Para obtener estos préstamos, Haití se vio obligado a aplicar una serie de políticas de ajuste estructural como la liberalización comercial y la reducción de los aranceles que protegían la producción de varios de sus cultivos, entre ellos el arroz. Esta apertura permitió la entrada indiscriminada de arroz subvencionado de Estados Unidos que se vendía muy por debajo del precio al que los agricultores locales podían producirlo. Un hecho que hundió en la más absoluta miseria a los productores locales quienes, ante la imposibilidad de poder competir con este arroz, abandonaron sus campos y su cultivo. Hoy, Haití se ha convertido en uno de los principales importadores de arroz estadounidense. 
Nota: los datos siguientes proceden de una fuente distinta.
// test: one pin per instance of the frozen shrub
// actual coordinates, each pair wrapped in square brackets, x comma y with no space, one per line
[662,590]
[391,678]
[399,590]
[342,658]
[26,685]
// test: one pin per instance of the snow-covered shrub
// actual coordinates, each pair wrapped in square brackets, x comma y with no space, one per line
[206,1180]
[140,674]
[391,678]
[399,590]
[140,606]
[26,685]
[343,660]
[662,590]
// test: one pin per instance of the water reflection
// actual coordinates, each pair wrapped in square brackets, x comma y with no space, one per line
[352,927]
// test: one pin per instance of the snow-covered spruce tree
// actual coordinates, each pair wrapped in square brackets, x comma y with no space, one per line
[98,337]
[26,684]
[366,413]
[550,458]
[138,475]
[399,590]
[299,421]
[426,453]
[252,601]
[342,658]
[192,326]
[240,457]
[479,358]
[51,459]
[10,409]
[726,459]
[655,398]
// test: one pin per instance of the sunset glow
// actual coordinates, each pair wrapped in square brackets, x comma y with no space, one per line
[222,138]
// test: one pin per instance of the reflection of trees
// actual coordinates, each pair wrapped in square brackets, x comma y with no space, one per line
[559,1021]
Pero el caso de Haití es extrapolable a muchos otros países del Sur, donde la aplicación sistemática de las políticas neoliberales a lo largo de estos treinta años ha sumido a sus poblaciones en una pobreza que mina la salud y acorta la vida de la gente. La liberalización comercial a ultranza a través de las negociaciones en la Organización Mundial del Comercio y los acuerdo de libre comercio, las políticas de ajuste estructural, el pago de la deuda externa, la privatización de los servicios y los bienes públicos han sido algunas de las medidas que ha venido aplicando el Banco Mundial y el Fondo Monetario Internacional a lo largo de estas últimas décadas.

Estas políticas han generalizado una creciente privatización de la agricultura y de la alimentación, así como de otros sectores. Una dinámica que, aunque muestra su cara más cruenta en el Sur, también se ha impuesto en los países del Norte con una agricultura altamente deslocalizada e industrial. Frente a las consecuencias de este modelo es indispensable empezar a aplicar ya los principios de la soberanía alimentaria. Las alternativas están encima de la mesa, sólo hace falta voluntad política para aplicarlas y, evidentemente, luchar para conseguir imponerlas.